7. Fill Sinks and Calculate Flow Direction

7.4. Styling the Flow Direction Layer

Next you will work on styling the flow direction raster. This will help you check the results and ensure they match what you were expecting. You will employ a circular color ramp to intuitively show southern oriented flows with warm colors and northern facing flows with cool colors.

Because the flow directions in the PCRaster LDD format are in a complicated order to style (numbers on the numeric pad), we'll first reclassify the flow direction values using the values used by SAGA (0 = North, 1 = North East, ..., 7 = North West, 255 = Flat).

1. In the Processing Toolbox go to Raster Analysis | Reclassify by table

2. In the Reclassify by Table dialogue choose flowdirection as Raster layer and click at Reclassification table to create the lookup table.

3. Fill in the table as the screenshot below and click OK to return to the main dialogue.

4. Change the Range boundaries so they include the min and max values, choose Byte for Output data type (1 byte = 8 bits = 256, which is enough to store the flow direction values) and save the Reclassified raster to flowdir.tif.


5. Click Run to perform the reclassification. Click Close to close the dialogue.

6. Using the Layer Styling panel set the target layer to flowdir.

7. Set the renderer to Paletted/Unique values and click Classify.

8. Since the value of 255 represents flat surfaces, select that value and click the Minus button to remove it from the classification.

9. Choose the Spectral color ramp as a beginning point. Right-click on the color ramp and choose Edit Color Ramp.

10. The Select color ramp window will open. Here you can edit the color stops for the ramp. The idea is that the far left and right sides will represent northern flows and you will set both of those stops to the same blue color. You will then set the center stop to a bright yellow for southern flows. The stop in the middle on the right will be western flows and the stop in the middle to the left will be eastern flows.

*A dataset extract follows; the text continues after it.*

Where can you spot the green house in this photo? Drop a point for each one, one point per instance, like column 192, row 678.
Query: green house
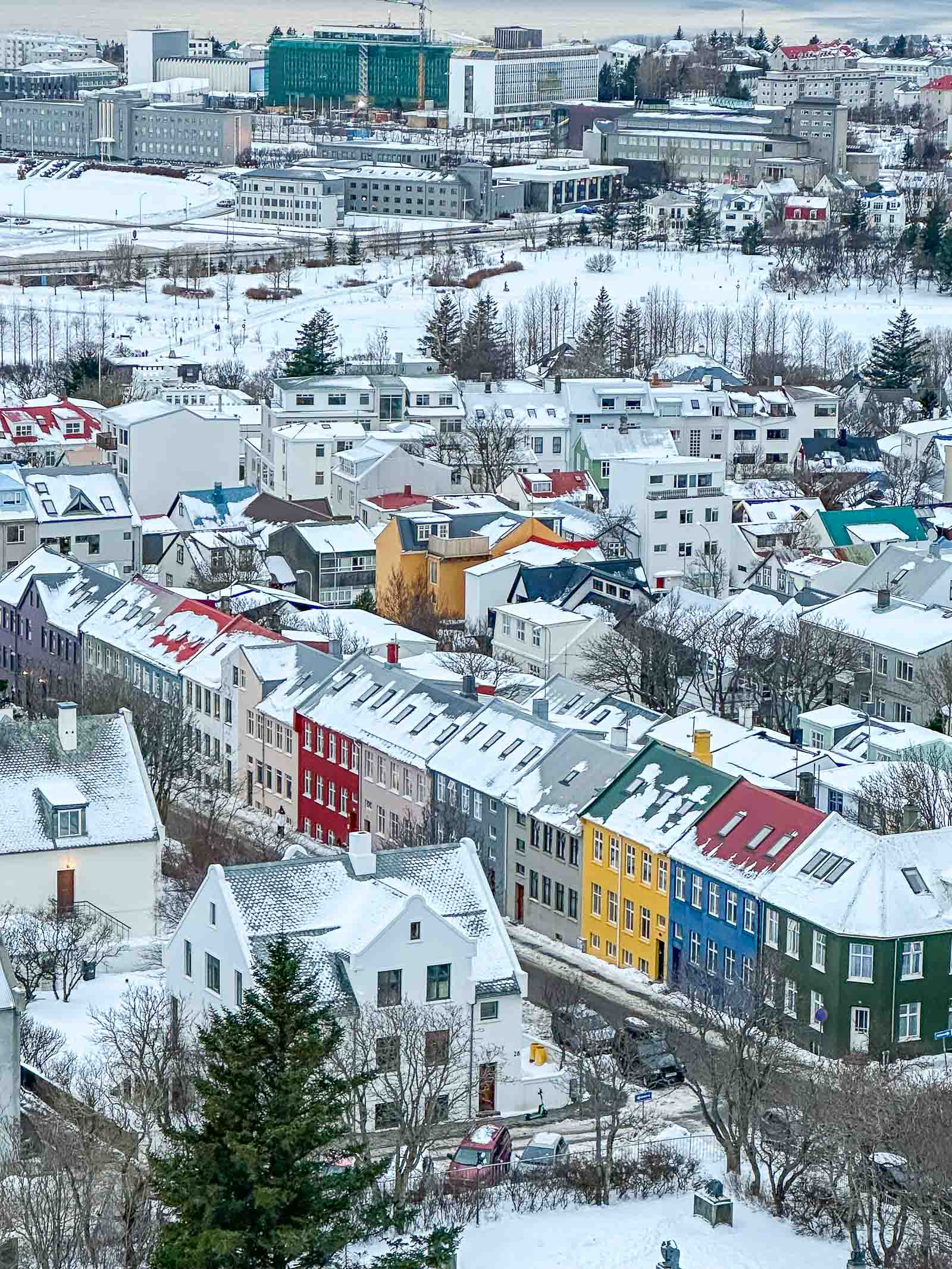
column 859, row 929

beginning circular color ramp

11. Click the drop-down menu for Color 1 and choose Pick color from the context menu. With the eye dropper cursor click on the Color 2.

12. Click the center stop that will represent southern flows and assign it a bright yellow by entering these RGB values: 255 | 255 | 0.

13. For the eastern stop assign the color green by entering these RGB values: 0 | 255 | 0.

14. For the western stop use a magenta color, RGB: 214 | 60 | 170.

circular color ramp

Note that the last stop in fact will represent NW. Therefore you could improve the ramp by giving the last stop a colour between magenta of west and blue of North.

15. Click OK to accept the new color ramp.
16. Click the Plus plus buttonbutton to add a new value to the classification for the Value type 255. This represents the flat areas you initially removed before creating the circular color ramp. Click the color patch and choose white.

17. Edit the labels in such a way the reflect the compass directions in a human readable way, instead of the pixel values.


18. To review the flowdir data you will now give it a Blending mode of Multiply and turn on the hillshade layer. This will allow you to see the detail of the hillshade through the flowdir layer. At this point just have the channels, flowdir, and hillshade layers turned on. Zoom in to some of the more mountainous terrain in the south of the study area where there are also channels present. Inspect the data.

You should see southern facing slopes being represented by warmer colors and northern by cooler colors, eastern flows will be greener and western flows more purple.